# G-Tech



## Nismo1997 (Dec 26, 2003)

What do you think of the G-Tech?
http://cgi.ebay.com/ebaymotors/ws/eBayISAPI.dll?ViewItem&rd=1&item=7924430084&category=6763


----------



## Dav5049915 (Sep 26, 2004)

its supposed to be SICK! but i never used one nor have i had any friends that have used one.


----------



## B11sleeper (Oct 15, 2003)

sounds cool, I've heard bad things ( they give somewhat ambiguous results )

maybe if they're mounted more securely than with a suction cup the work better. the science behind it is fairly sound.

you need to know exactly how much your car weighs to get accurate results.


----------



## Nismo1997 (Dec 26, 2003)

once im good again on the $$ i think im gonna pick 1 up


----------



## Felonious Cat Stalker (May 1, 2002)

Grass roots motorsports did a review a few months back.

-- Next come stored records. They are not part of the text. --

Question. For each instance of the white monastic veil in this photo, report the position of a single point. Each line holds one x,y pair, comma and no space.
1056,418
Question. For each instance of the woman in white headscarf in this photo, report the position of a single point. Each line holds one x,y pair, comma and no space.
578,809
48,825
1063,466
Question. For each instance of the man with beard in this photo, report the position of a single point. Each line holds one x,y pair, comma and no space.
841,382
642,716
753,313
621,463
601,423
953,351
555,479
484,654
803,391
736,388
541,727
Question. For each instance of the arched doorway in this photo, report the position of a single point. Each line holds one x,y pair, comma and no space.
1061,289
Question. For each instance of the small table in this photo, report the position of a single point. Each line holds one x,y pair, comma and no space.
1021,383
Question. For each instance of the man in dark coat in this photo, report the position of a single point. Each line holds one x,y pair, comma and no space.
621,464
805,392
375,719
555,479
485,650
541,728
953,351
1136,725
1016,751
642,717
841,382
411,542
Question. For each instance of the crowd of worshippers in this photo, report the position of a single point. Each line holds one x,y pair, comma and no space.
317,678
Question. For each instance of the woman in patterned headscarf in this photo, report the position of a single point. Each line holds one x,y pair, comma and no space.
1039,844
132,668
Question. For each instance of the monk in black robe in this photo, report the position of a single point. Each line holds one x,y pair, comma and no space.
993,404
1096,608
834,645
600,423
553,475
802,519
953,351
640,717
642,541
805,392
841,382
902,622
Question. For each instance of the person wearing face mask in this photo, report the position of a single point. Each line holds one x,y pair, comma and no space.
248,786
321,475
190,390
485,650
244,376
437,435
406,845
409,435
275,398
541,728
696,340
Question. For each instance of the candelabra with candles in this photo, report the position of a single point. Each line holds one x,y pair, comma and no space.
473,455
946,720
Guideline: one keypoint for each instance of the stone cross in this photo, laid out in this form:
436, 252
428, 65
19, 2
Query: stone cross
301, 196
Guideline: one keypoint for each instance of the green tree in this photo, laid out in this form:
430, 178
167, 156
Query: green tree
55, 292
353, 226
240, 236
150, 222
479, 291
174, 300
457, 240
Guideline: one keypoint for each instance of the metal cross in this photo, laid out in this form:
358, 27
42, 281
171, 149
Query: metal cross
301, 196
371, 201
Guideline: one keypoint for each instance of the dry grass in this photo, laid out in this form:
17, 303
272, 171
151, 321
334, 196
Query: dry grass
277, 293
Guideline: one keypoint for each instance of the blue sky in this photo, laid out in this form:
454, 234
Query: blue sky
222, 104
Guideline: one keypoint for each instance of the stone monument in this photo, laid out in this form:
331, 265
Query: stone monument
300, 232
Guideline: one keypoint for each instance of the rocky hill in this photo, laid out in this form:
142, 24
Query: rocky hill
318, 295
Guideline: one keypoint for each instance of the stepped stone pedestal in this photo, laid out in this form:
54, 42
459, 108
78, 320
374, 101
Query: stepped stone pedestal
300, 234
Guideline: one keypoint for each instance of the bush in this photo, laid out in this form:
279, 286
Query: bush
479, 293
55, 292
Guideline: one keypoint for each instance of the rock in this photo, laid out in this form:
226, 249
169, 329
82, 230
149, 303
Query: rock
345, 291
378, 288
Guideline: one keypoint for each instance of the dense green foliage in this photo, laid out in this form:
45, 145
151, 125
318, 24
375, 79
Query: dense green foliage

While their accuracy is questionable, they were a good tool to show how changes affected performance, rather than proving the performance itself. You can't claim that your car has X hp or does the 1/4 in X.XX seconds just because the G-Tech says it is so.


----------



## B14_Stealth (Aug 14, 2003)

yea i figured that already, i might get one later on but this toy isn't a priority at this time


----------



## Nismo1997 (Dec 26, 2003)

B14_Stealth said:


> yea i figured that already, i might get one later on but this toy isn't a priority at this time


sure isnt


----------



## Headsick (Oct 5, 2004)

I just won 1 recently in a raffle. I haven't gotten around to testing it out yet, but I'm hoping to this weekend. I'll let you guys know how it goes.


----------



## CHRIS/SR/SE (Dec 15, 2003)

I have found a gps unit and a active ecu logger can do a better job at just about everything. I have a friend with one and it seems to be guessing, I would say it's 80% accurate.


----------



## Nismo1997 (Dec 26, 2003)

Let me kno how it turns out


----------



## BII (May 13, 2004)

We used to carry them, I never personally tried one out, but we discontinued the line, it was a poor seller, most of our customers are the looking-for-simple-bolt-ons type and it didn't get them excited, so I don't know.


----------



## B14_Stealth (Aug 14, 2003)

i got one myself a couple of years ago but it didn't work, i returned it and i haven't gotten one since


----------



## disc0monkey (Oct 6, 2004)

understand this, they are consistant but are not accurate, most guys run them and go to the track to see how much they are off. so if they are .3 too low they just add it. i believe they have a 4 tenth window


----------



## Nismo1997 (Dec 26, 2003)

i was talking about it at work today and turns out a guy from work got 1 and let me borrow it..only problem is the sentra is put away and still needs to be put back together..


----------